Einen einmal eingeschlagenen Weg „auf Teufel komm raus” weiterzuverfolgen, obwohl sich die Rahmenbedingungen gravierend verändert haben, kann in einigen wenigen Fällen ein Zeichen von bewundernswertem Durchhaltevermögen sein. In den meisten Fällen ist es bloß eines: Dämlich. Dabei zählt es zu einer Stärke des Menschen, flexibel auf Veränderungen zu reagieren. Eine Eigenschaft, die in der Masse jedoch immer wieder verlorenzugehen scheint. Schwarmintelligenz? Von wegen.

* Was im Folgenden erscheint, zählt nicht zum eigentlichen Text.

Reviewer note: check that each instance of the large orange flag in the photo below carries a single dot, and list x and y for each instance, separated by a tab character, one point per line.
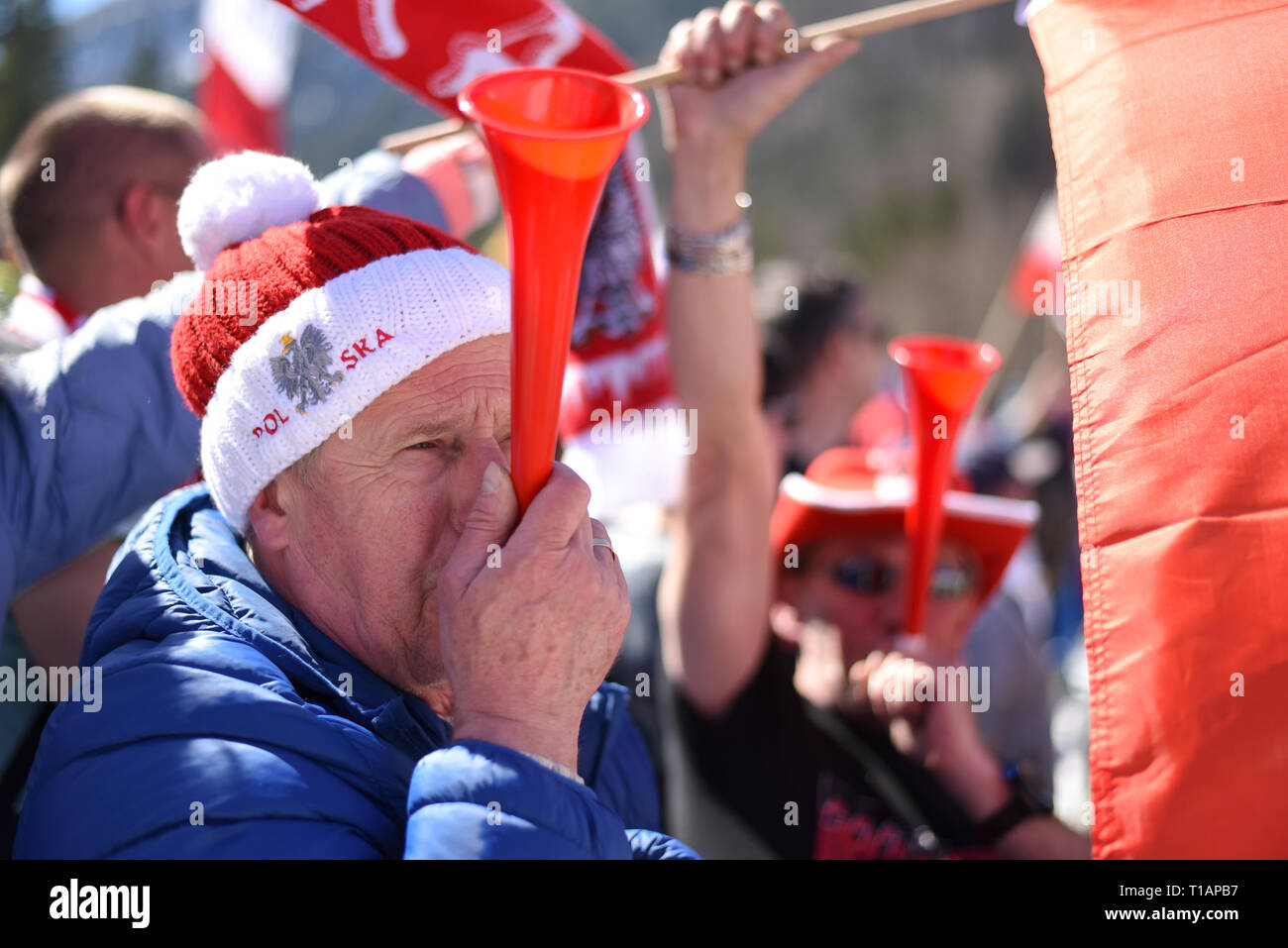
1170	124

Schon vor einiger Zeit habe ich mich mit diesem Phänomen beschäftigt und dieses negative Emergenz genannt. Mit Emergenz wird die magische Eigenschaft eines Systems bezeichnet, mit einem Verhalten zu überraschen, das nicht auf die Eigenschaften seiner Bestandteile zurückzuführen ist. Ein gutes Beispiel dafür ist etwa unser Bewusstsein: Im einzelnen ziemlich einfach gestrickte Neuronen formieren sich zu einem unheimlich komplexen Netzwerk und lassen etwas entstehen, das uns bis heute vor ein großes Rätsel stellt. Negative Emergenz ist das Gegenteil davon: Etwa ziemlich blödsinnige Aktionen einer (großen) Gruppe von Menschen, von denen jeder für sich durchaus intelligent ist.

„Schwarmdummheit”

Der ehemalige IBM-Manager Gunter Duecker hat einen viel eingängigeren Begriff für dieses verbreitete Phänomen gefunden und darüber gleich ein ganzes Buch geschrieben. Er nennt das „schwarmdumm”. Die einleitenden Worte zu seinem Buch („schwarmdumm – So blöd sind wir nur gemeinsam”) sprechen für sich: „Wir wissen zwar genau, was wir wollen: Raus aus dem Hamsterrad! Work smarter, not harder. Das Dilemma ist nur, wir kommen so selten dazu. Denn das Ganze ist viel dümmer als die Summe der Intelligenz der Einzelnen. Wachstumsdiktat, Zeitdruck und Überforderung, sinnlose Meetings und unausgereifte Entscheidungen sind in Unternehmen und Organisationen nicht die Ausnahme, sondern die Regel.”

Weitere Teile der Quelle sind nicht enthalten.